Malawi’s external debt surpasses national budget; now at MK2.7 trillion

LILONGWE-(MaraviPost)-It is no longer a secret that Malawi’s total outstanding external debt has surpassed the country’s 2018/19 total budget.

According to the country’s financial statements as of end December 2017, the total public debt amounted to MK2.7 trillion. This accounted for 55 percent of Gross Domestic Product (GDP) with External Debt accounting for 29 percent (MK1.466 trillion1) and Domestic Debt accounting for 26 percent (K1.285 trillion) of GDP.

The top five external creditors include the World Bank, presented as the International Development Association (IDA), the African Development Bank, the International Monetary Fund, the People’s Republic of China and India.

While the IDA remains the largest creditor, bilateral donors India and China have increased their loans to the country in recent years.

Malawi also owes PTA Bank $242 million as at December 31 2017, a loan the Ministry of Finance has not indicated in the 2018/19 financial statement.

It is highly likely that the overall external debt is higher than what has been publicly declared by the government.

In addition, the 2018/2019 budget has a proposed expenditure of MK1.504 trillion against proposed revenues and grants of K1.261 trillion, meaning the budget has a built-in fiscal deficit of MK242.86 billion.

This deficit is 32 percent higher than last year’s fiscal deficit of MK183.621 billion. The government has proposed to pay for this deficit by borrowing.

Although foreign borrowing declined by MK86 billion, or 56 percent, net domestic borrowing is projected to increase by an unprecedented 474 percent from K30 billion revised at the mid-year to K176 billion. This is worrisome because the debt is growing faster at a rate many times the rate of revenue and economic growth.

In the 2018/19 financial year, the Malawi government will spend a projected K183 billion (3.4 percent of GDP) as interest payments for the debts. Of this amount, MK14.3 billion is for foreign interest while MK168.6 billion is for domestic interest.

This high level of expenditure on domestic debt service has implications for government expenditure on social and productive sectors. The high interest repayments attracted by the huge debts are eroding the national budget.

The proposed allocation for debt payment equals the combined share of the economic and social sectors including Ministries of Agriculture, Health and Education.

Reducing the accumulation of new debt will free up resources to enable the government to increase expenditure on social and productive sectors in the medium to long term.

Economic commentators have since warned that the country is at risk of debt distress.

Malawi Congress Party Member of Parliament Alexander Kusamba Dzonzi confirmed the Daily Times that the country’s debt is more than the budget.

“This is very true.

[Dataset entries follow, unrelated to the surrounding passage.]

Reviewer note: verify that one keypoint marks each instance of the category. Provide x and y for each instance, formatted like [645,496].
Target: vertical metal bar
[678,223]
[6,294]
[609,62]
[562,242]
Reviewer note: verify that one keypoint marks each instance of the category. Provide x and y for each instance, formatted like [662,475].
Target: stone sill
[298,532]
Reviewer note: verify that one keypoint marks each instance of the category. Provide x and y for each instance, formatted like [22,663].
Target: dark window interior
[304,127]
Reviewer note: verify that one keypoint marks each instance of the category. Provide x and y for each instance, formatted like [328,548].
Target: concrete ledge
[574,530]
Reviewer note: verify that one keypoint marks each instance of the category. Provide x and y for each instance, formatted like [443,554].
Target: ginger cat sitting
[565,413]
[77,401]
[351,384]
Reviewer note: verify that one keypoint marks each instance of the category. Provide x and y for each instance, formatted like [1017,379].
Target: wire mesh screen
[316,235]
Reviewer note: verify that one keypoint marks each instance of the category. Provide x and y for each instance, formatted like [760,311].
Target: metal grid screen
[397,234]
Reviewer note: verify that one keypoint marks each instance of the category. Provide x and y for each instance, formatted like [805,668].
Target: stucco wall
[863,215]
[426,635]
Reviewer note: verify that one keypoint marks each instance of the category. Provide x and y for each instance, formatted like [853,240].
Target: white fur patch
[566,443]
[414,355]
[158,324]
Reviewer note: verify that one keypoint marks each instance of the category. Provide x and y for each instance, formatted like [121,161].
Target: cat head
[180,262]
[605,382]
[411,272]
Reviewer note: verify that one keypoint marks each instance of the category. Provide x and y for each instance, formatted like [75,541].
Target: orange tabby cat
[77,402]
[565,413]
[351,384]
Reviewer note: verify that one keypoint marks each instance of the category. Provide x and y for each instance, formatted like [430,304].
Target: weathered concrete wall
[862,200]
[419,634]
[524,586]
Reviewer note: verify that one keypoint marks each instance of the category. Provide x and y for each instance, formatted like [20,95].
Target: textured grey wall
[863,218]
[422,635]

That is why [Minister of Finance] Goodall [Gondwe] has never produced a balance sheet for the budget because he does not want Malawians to know the magnitude of the government’s fiscal mismanagement. With public debt more than our revenue budget, it means we are insolvent as a country,” Dzonzi said

But Treasury spokesperson Davis Saddo played down the fears saying government is able to service its debts.

“Most of the loans that government is getting are concessional and not commercial. Their interest rates are softer compared to commercial loans,” Saddo said.

He, however, said any government loan is meant for development and before government is acquiring any loan it is first discussed in Parliament.